Why did Pieruccini go to Lee’s place, anyhow? Is it because they are friends? Lovers? Or was he simply the closest nearby in her time of need? Did she call others first, only to get voicemail?
The person first identified in these pages as “C” was, according to sources, the person who punched Hailey Pieruccini and escorted her home. Further evidence demonstrated that C did not escort Pieruccini home.
C did make a statement to police. C was in Pieruccini’s company before Pieruccini decided to attend the party at Tate’s apartment. C was not pleased with Pieruccini’s level of intoxication. What no one knows is whether C’s annoyance rose to the level of a violent outburst.
If C punched Pieruccini, it’s not inconceivable that Pieruccini would seek shelter at Lee’s apartment rather than walking the four blocks to her own. Lee’s apartment is a one minute walk from C’s, if one cuts through the yards and alleys between them. Pieruccini’s place is four-tenths of a mile from C’s (and Lee’s) apartment. Walking there would have required Pieruccini to navigate a gauntlet of drunk revelers, while still bleeding from the face.
(Another curious aspect about these distances was Stephanie Hall’s answer to Kennedy’s query “how long did it take” for Giddens to drive Pieruccini home from Lee’s apartment? Hall said “ten minutes.” The distance is 5 1/2 blocks. There’s one left turn, and one busy street to cross.)
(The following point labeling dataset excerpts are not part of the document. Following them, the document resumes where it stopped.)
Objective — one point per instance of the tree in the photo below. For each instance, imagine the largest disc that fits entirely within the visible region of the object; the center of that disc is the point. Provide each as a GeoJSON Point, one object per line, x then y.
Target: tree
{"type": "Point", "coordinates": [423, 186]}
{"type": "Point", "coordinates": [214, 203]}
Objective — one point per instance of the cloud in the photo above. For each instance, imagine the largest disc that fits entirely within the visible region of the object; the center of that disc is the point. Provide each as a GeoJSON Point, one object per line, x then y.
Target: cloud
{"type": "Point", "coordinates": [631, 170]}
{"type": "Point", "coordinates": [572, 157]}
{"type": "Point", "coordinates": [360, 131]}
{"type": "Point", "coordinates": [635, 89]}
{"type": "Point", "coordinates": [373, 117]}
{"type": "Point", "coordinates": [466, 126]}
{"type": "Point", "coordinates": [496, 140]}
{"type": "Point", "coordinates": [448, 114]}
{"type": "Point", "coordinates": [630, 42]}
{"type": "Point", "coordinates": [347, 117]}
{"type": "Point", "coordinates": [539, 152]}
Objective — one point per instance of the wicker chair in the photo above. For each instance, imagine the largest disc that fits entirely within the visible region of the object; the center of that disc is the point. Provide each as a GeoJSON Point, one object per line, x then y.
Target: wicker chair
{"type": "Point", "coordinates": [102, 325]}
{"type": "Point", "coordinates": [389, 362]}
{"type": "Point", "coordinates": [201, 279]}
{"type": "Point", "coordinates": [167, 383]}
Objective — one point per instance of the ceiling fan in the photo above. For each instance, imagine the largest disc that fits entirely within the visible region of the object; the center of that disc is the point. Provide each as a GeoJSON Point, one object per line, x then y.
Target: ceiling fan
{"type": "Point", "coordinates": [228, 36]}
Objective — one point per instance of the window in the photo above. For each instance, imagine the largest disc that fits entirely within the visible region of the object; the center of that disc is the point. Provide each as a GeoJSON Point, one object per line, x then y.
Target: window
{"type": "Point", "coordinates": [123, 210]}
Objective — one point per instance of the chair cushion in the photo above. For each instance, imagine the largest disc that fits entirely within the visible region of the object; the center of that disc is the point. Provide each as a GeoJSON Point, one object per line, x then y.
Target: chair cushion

It’s still possible that C did the punching. C has not been identified in any published accounts of the Tate case, but C’s apartment is in the direction Pieruccini seemed to be headed when she departed West Quad, the massive complex which houses most of the Illini basketball team.
PRO Ambulance is a key figure in People v Jaylon Tate because Pieruccini consistently declined to identify Tate to police, from the outset of their investigation. Evan Bruno told the News-Gazette he rejected the state’s characterization of Pieruccini as uncooperative. She spoke freely with police, but continually told them and her roommates that she just wanted to go to sleep, that her injuries were her own fault, that she didn’t want medical treatment, that she just wanted the whole brouhaha to go away.
So why did police keep pushing her to seek treatment? And why are prosecutors now seeking evidence that arose as a result of that treatment?
Perhaps Champaign Police prodded Pieruccini to accept medical treatment simply out of concern for her health. But it’s not inconceivable that they had an ulterior motive.
People tell their doctors things they won’t tell anyone else. When the EMTs arrived, you can rest assured the police were listening to what Pieruccini told them.
We can infer answers to the two questions posed above, based on the state’s seeking the PRO Ambulance subpoena.
- Maybe Pieruccini did say Jaylon Tate’s name to investigating officers. Maybe she merely assented to the suggestion of Tate’s name, as she did to Evans. Maybe she said only “he” as she did to Lee
but whichever the case
2. CPD must not have an audio-visual capture of the moment.
If the best evidence the CPD can provide is a police officer’s hearsay testimony (admissible because police reports are regularly recorded in the standard operating procedure of police business) a reasonable jury might wonder why no A/V evidence is offered to support the narrative. CPD interviewed a number of witnesses to the night’s events, and some of those interviews were recorded audio-visually.
How many of those recordings feature people saying “nope, I was with Jaylon all night” and “she was fine when she left” etc. A few?
And how many of them feature people saying “Jaylon Tate hit me” or “she said Jaylon Tate hit her” and similar. Zero?
Tate’s defense team would be wise to draw attention to that incongruity.